RPG 2016 : L’IGE expose des décaissements injustifiés à l’ANRSA, l’ANAMO, l’ANEV et l’ARTP.


L’analyse des constats et recommandations issus du rapport d’audit et de vérifications administratives et financières (VAF) 2016 exécutés sous le contrôle de l’IGE laissent apparaitre comme par le passé, un certain nombre de manquements ou d’entorses aux règles de la comptabilité publique. Ces manquements sont relatifs à des défaillances dans les contrôles de légalité et de régularité des dépenses, des conflits de compétence entre responsables financiers. 

 

Des cas spécifiques de mal gouvernance financière ont été exposés par les enquêteurs.

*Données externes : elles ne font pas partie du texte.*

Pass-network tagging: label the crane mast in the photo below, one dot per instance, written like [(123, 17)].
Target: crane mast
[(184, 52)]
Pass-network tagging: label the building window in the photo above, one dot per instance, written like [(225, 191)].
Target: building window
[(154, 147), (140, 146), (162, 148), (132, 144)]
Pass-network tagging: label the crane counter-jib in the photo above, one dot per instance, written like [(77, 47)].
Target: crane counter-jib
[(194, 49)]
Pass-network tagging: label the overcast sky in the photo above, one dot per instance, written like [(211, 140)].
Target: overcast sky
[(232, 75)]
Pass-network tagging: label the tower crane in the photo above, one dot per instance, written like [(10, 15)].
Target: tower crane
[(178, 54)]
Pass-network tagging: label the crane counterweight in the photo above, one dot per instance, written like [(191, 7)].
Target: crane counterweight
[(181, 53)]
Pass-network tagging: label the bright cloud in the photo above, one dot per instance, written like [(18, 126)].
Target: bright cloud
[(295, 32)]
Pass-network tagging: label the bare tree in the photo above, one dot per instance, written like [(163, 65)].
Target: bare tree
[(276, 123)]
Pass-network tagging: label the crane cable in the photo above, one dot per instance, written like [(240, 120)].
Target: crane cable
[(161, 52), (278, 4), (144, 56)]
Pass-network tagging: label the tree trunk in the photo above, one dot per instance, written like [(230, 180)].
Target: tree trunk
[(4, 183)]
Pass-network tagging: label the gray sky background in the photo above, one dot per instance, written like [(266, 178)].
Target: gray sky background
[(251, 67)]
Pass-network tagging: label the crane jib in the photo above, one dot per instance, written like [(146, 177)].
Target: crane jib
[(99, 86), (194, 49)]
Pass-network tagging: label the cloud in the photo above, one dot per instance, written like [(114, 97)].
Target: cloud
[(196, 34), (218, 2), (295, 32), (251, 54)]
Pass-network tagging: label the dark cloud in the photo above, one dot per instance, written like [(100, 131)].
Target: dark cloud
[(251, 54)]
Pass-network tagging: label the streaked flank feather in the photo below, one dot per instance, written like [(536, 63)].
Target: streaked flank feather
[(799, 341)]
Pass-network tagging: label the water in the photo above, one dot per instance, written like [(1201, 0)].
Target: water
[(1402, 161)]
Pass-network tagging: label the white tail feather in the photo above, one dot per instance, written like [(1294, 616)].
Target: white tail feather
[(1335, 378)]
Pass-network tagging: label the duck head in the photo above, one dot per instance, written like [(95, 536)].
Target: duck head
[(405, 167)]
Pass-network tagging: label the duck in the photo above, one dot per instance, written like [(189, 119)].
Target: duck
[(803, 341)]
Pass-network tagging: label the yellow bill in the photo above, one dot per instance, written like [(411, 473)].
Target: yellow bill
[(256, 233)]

Sur les défaillances dans l’exécution des opérations de dépense, les missions menées au niveau de certaines agences et portant sur l’exécution de leurs budgets font ressortir des manquements récurrents sur des dépenses dites de matériel et de personnel.

 

Malgré les nombreux rappels et recommandations formulés par l’IGE dans ses précédents rapports, l’emploi des ressources budgétaires laisse apparaitre nombre d’incongruités et d’anomalies dont certaines peuvent aller de l’inexistence totale d’une comptabilité (absence de pièces justificatives, de livres comptables, d’états financiers) au non-respect des dispositions législatives et réglementaires régissant les dépenses publiques.

 

Plus de 4 milliards de FCFA de dépenses injustifiées.

 

Des dépenses à hauteur de 891 208 688 FCFA sans pièces justificatives ont été exécutées à l’Agence nationale de la Recherche scientifique appliquée (ANRSA) au cours des gestions 2008 et 2011.

 

Cette absence de pièces justificatives a été notée dans l’utilisation de la trésorerie de cette même agence pour un décaissement de 139 325 890 FCFA.

 

À l’Agence de la Maison de l’Outil (ANAMO), il a été procédé en 2012 au virement de crédits de 125 590 000 FCFA du budget d’investissement vers le budget de fonctionnement ce qui, en vertu, des dispositions de l’article 15 de la loi organique n°2011-15 du 08 juillet 2011 relatives aux lois de finances, ‘’la modification de la nature des crédits’’ est formellement prohibée.

 

En dehors de ces dépenses prévues, il a été constaté entre 2009 et 2013 qu’un montant de 3 337 313 334 FCFA a été affecté sous forme d’appui institutionnel, au fonctionnement de la Direction des Routes, de la Direction des Transports terrestres et du Centre de Formation professionnelle, sans base réglementaire. Il en est de même de l’appui institutionnel d’un montant de 160 000 000 FCFA alloué à la Direction générale des infrastructures dans le cadre du programme d’entretien routier annuel (PERA) 2011 alors que ce type de dépense n’est pas éligible au FERA.

 

Par ailleurs, des dépenses ont été exécutées par l’Agent comptable en l’absence de procès-verbaux de réception qui certifient la réalité des marchés et l’effectivité des dépenses.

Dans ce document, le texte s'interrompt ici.